La solution témoigne, après d'autres, d'un recul du seuil de la faute et, en définitive, d'une éviction de la responsabilité. On rappellera que, sur cette pente, il a été déjà été jugé que certains comportements n'engendrent pas une responsabilité civile lorsque sont en cause des émissions satiriques ou de caricatures n'entraînant aucun risque de confusion avec la réalité (5). Moyennant quoi, "de dérive en dérive" (6), la Cour de cassation a considéré que des dessins tournant "en dérision la religion catholique, les croyances et les rites de la pratique religieuse, mais [n'ayant] pas pour finalité de susciter un état d'esprit de nature à provoquer à la discrimination, la haine ou la violence, ne caractérisent pas l'infraction prévue par l'article 24, alinéa 6, de la loi du 29 juillet 1881" et, qu'en l'état de ces seuls motifs, aucune faute ne pouvait être retenue sur le fondement de l'article 1382 du Code civil (7).


(1) Ass.

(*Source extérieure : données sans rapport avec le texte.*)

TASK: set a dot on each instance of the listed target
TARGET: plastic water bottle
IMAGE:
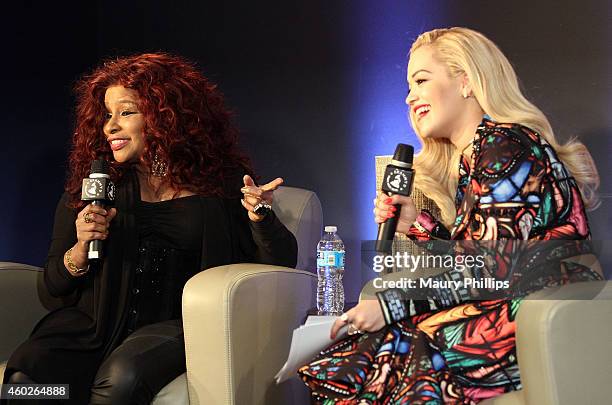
(330, 269)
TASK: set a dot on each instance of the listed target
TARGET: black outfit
(152, 250)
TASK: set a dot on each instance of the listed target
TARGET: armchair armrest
(238, 321)
(563, 337)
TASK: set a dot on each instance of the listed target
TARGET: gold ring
(87, 218)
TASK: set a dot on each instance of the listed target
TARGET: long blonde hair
(495, 86)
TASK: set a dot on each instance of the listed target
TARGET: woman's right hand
(384, 209)
(92, 223)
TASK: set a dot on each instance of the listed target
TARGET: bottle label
(332, 259)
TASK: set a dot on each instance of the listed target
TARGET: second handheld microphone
(398, 179)
(100, 190)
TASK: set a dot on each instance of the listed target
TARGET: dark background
(318, 88)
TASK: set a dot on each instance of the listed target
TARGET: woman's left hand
(367, 316)
(254, 195)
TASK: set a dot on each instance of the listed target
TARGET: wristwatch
(72, 268)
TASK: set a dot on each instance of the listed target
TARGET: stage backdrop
(318, 88)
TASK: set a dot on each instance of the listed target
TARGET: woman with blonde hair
(491, 163)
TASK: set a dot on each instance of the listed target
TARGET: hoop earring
(159, 168)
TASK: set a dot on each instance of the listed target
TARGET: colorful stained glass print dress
(443, 348)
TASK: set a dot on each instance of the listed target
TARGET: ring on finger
(87, 218)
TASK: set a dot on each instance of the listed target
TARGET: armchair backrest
(300, 211)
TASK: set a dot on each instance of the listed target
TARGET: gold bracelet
(72, 268)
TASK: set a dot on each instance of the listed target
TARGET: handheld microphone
(398, 179)
(99, 189)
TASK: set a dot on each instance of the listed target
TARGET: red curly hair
(186, 124)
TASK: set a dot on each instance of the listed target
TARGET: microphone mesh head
(99, 166)
(404, 153)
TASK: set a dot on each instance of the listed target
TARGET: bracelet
(72, 268)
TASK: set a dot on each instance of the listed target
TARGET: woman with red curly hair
(185, 201)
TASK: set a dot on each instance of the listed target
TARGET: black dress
(151, 252)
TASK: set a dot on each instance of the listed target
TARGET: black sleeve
(58, 280)
(266, 242)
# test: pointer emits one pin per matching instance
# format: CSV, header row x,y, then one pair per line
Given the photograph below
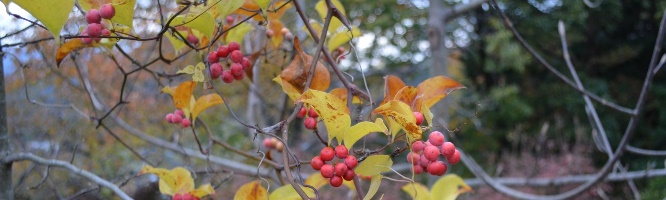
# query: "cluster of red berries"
x,y
178,117
311,121
425,155
273,143
96,27
342,169
232,56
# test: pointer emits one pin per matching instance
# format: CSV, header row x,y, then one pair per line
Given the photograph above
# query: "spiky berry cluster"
x,y
232,56
178,117
311,121
273,143
425,155
343,168
96,27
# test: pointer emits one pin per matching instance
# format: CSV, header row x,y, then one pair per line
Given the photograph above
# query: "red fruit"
x,y
436,138
310,123
341,151
327,153
351,161
236,56
227,77
349,175
431,153
185,123
448,149
107,11
336,181
94,30
302,112
437,168
316,163
327,171
93,17
419,118
223,51
418,146
455,158
233,46
340,169
312,113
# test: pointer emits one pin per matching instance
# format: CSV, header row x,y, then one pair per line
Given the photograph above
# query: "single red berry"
x,y
448,149
327,171
327,153
302,112
316,163
185,123
419,118
93,17
107,11
236,56
455,158
341,151
234,46
310,123
227,77
431,153
336,181
436,138
341,169
222,52
418,146
351,161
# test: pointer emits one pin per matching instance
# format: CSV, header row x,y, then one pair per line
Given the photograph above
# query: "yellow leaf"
x,y
403,115
251,191
449,187
331,109
53,14
374,165
205,102
417,191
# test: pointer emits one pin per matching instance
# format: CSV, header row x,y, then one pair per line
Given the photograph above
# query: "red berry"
x,y
436,138
312,113
437,168
341,151
236,56
212,57
351,161
340,169
448,149
233,46
349,175
327,153
227,77
327,171
302,112
419,118
185,123
107,11
455,158
316,163
431,153
418,146
222,52
93,17
336,181
94,30
310,123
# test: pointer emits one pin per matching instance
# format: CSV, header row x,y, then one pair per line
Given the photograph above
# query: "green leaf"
x,y
53,14
374,186
374,165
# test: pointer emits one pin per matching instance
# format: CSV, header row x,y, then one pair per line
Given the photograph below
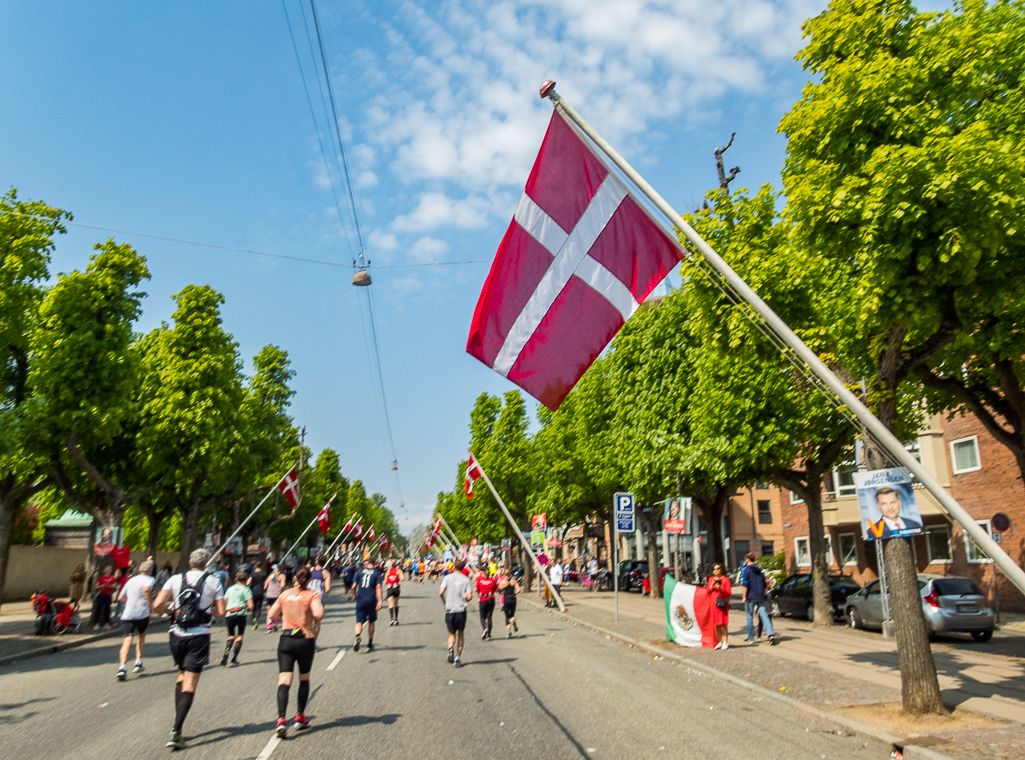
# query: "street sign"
x,y
623,511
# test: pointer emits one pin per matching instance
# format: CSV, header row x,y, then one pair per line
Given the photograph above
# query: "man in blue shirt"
x,y
752,583
368,601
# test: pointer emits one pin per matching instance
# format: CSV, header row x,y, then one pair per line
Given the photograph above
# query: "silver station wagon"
x,y
951,604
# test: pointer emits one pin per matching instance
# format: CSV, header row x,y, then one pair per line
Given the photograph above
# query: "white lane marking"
x,y
334,663
271,747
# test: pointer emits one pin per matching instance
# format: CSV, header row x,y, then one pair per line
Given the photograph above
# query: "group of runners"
x,y
294,601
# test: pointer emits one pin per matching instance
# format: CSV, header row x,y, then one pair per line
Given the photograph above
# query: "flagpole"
x,y
308,528
878,431
559,599
255,510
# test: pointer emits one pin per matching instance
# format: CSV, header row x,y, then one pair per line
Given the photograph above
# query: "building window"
x,y
938,542
804,554
974,553
848,549
965,454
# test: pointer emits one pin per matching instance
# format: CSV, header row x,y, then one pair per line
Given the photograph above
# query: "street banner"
x,y
688,614
889,508
677,518
578,257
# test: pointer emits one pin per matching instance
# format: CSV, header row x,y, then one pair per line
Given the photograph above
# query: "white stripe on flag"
x,y
599,212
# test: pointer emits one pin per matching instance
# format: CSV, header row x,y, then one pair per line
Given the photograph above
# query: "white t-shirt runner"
x,y
212,591
136,608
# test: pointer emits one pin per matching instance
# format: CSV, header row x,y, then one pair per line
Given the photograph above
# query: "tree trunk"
x,y
821,597
919,686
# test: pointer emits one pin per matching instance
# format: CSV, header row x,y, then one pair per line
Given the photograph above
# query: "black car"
x,y
631,574
793,595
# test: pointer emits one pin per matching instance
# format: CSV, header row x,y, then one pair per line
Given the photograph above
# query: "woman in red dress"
x,y
720,588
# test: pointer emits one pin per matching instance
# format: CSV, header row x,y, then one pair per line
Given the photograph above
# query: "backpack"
x,y
187,611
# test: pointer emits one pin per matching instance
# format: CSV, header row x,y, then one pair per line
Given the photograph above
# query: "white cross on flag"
x,y
473,474
289,486
578,257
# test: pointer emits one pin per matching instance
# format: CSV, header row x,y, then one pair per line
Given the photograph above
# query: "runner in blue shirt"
x,y
368,601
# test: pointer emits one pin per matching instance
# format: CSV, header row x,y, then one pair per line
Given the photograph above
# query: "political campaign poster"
x,y
889,508
677,517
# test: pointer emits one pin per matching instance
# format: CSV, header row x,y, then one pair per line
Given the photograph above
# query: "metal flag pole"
x,y
255,510
878,431
526,545
290,549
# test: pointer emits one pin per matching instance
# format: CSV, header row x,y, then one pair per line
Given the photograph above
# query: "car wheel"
x,y
854,620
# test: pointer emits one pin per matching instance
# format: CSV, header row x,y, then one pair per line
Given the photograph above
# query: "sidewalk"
x,y
17,633
831,669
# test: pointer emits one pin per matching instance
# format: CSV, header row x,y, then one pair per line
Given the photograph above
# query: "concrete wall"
x,y
33,568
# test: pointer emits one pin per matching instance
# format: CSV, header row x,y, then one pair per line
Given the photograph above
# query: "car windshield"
x,y
956,587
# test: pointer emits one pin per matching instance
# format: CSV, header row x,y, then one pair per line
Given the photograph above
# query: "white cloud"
x,y
437,210
461,107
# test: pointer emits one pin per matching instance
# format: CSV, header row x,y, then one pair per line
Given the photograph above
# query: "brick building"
x,y
980,473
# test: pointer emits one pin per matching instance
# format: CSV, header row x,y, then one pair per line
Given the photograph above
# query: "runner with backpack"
x,y
193,598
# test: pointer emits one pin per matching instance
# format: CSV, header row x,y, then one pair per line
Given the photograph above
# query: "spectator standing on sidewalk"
x,y
720,588
752,592
106,584
77,586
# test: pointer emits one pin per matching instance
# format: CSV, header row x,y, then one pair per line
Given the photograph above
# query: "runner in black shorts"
x,y
301,611
193,594
368,601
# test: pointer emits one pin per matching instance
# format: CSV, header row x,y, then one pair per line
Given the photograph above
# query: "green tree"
x,y
27,231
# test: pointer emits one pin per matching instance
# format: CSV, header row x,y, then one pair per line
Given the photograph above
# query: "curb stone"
x,y
910,751
53,648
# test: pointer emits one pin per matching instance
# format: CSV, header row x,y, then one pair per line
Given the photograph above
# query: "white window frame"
x,y
808,551
839,543
929,547
984,524
953,456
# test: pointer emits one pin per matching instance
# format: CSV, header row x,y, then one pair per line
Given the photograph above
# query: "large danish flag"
x,y
578,257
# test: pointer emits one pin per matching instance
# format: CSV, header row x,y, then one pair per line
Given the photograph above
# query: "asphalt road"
x,y
555,690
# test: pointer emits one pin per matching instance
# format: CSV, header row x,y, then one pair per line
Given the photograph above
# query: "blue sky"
x,y
190,120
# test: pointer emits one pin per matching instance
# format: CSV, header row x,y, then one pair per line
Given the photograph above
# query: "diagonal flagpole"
x,y
878,431
518,531
255,510
290,549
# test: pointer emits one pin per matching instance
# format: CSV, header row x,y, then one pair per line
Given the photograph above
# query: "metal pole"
x,y
255,509
878,431
615,560
526,545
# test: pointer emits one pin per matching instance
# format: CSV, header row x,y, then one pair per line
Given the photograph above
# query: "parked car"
x,y
951,604
793,596
631,574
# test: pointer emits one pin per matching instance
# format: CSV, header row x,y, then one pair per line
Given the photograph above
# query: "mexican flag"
x,y
688,614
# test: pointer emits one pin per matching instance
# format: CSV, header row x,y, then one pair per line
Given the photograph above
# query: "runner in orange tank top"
x,y
300,611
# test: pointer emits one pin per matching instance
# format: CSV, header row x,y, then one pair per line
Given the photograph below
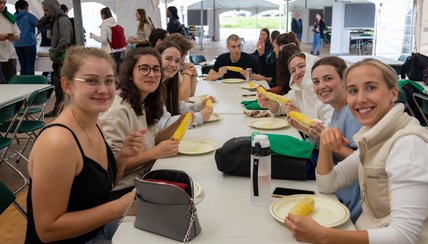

Plén., 12 juillet 2000, n° 98-11.155, Epoux X c/ M. Y et autres (N° Lexbase : A2599ATG), Bull. civ. n° 8, D., 2000, Somm., p. 463, obs. P. Jourdain.
(2) Cass. civ. 1, 27 septembre 2005, n° 03-13.622, Société du Figaro c/ M. Roger Legraverend, FS-P+B (N° Lexbase : A5767DKS), Bull. civ. I, n° 348.
(3) Pour une confirmation de la solution et, donc, une exclusion de l'article 1382 sans se référer aux délits de presse et dans des hypothèses dans lesquelles aucun d'eux n'était caractérisé : Cass. civ. 2, 25 janvier 2007, n° 03-20.506, M. Patrick Balkany, FS-P+B (N° Lexbase : A6729DTE), Bull. civ. II, n° 19, RTDCiv., 2007, p. 354, obs. P. Jourdain ; Cass. civ. 1, 31 mai 2007, n° 06-10.747, Société conception de presse et d'édition (SCPE), FS-P+B (N° Lexbase : A5122DWM), Bull. civ. I, n° 215.
(4) Cass. civ. 1, 31 janvier 2008, n° 07-12.643, M. Stéphane Favier, F-P+B (N° Lexbase : A6112D47).
(5) Ass. Plén., 12 juillet 2000, préc., JCP éd. G, 2000, II, 10439, note A. Lepage, RTDCiv., 2000, p. 842, obs. P. Jourdain.
(6) F. Terré, Ph. Simler et Y. Lequette, Droit civil, Les obligations, Précis Dalloz, 9ème éd., n° 738, p. 721.
(7) Cass. civ. 2, 8 mars 2001, n° 98-17.574, Alliance générale contre le racisme et pour le respect de l'identit française et chrétienne (AGRIF) c/ M. Godefroy (N° Lexbase : A4951ARS), Bull. civ. I, n° 47.